I am working on my word embedding calculation algorithm and stuck with a similarity formula. I assume that this could be easily derived formally with statistics and probabilities, but I fail to do so. Could you please help?
Given
The lexem (let’s name it collocated lexem or colex) immediately followed in the text (in different places) by lexems of interest, let’s call them lex1 and lex2*.
I know:
- How many times lex1 followed the colex (Lex1FollowCount).
- How many times lex2 followed the colex (Lex2FollowCount).
- For each lex1, lex2, colex I know how many times they occur in text ( *InText).
Goal
Based on information above I want to calculate some value (nice to be normalized in [0,1] range) which reflects how similar lexems lex1 and lex2. I am looking for formal derivation from probability theory. Including, what kind of probability theory task I am trying to solve, what I am missing and how to solve it. To be a little bit more formal, two lexems are similar (similarity = 1) when all colex lexems are collocated with the same probability with both lex1 and lex2.
One thing which makes it harder. I understand that there should be at least two outcomes: similarity and confidence and the last should be based on the amount of the considered collocations, but for the time being I want to pack them into one result, which is similarity.

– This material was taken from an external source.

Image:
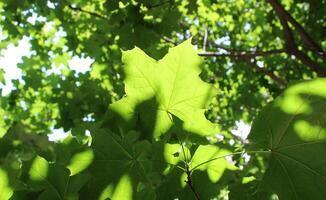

So, in case for a large text I have a perfect collocation (like in the example above) which happed very rarely in text (Lex1FollowCount = 3, Lex2FollowCount=5, etc.), I’d like still have low value of the similarity. So, final similarity could be high only in case of good match confirmed by many occurrences in the text.
My best guess
I am sure that the formula could be formally derived, but I failed to do so, so I use my best guess so far:
$$ P_{lex1} = \frac{ Lex1FollowCount }{ Lex1InText } $$
$$ P_{lex2} = \frac{ Lex2FollowCount }{ Lex2InText } $$
$$ P_{correlated} = P_{lex1} * P_{lex2} $$
$$ similarity = P_{correlated} * min(Lex1InText, Lex2InText ) $$
Actually, it works and gives “good enough” results, but still could be improved if better formula used.
Problems with my formula and what needs to be taken into account
This formula hard to be normalized.
In real text two kinds of items don’t help much: (a) rare items and this is handled by the multiplication in the last formula; rare items have less result; (b) very frequent items (like “and”, “or”, etc.) which have a lot of meaning, but don’t help in words similarity calculations in most of languages. So, it would be nice if the “weight” of the most frequent items will be low, as well.
I’ve tried dozens of formulas inspired by algorithms mentioned in the Quantify the similarity of bags of words and similar, but it seems that my task in much simpler and can be finally formalized. If not, please, help me to see the real problem in my way.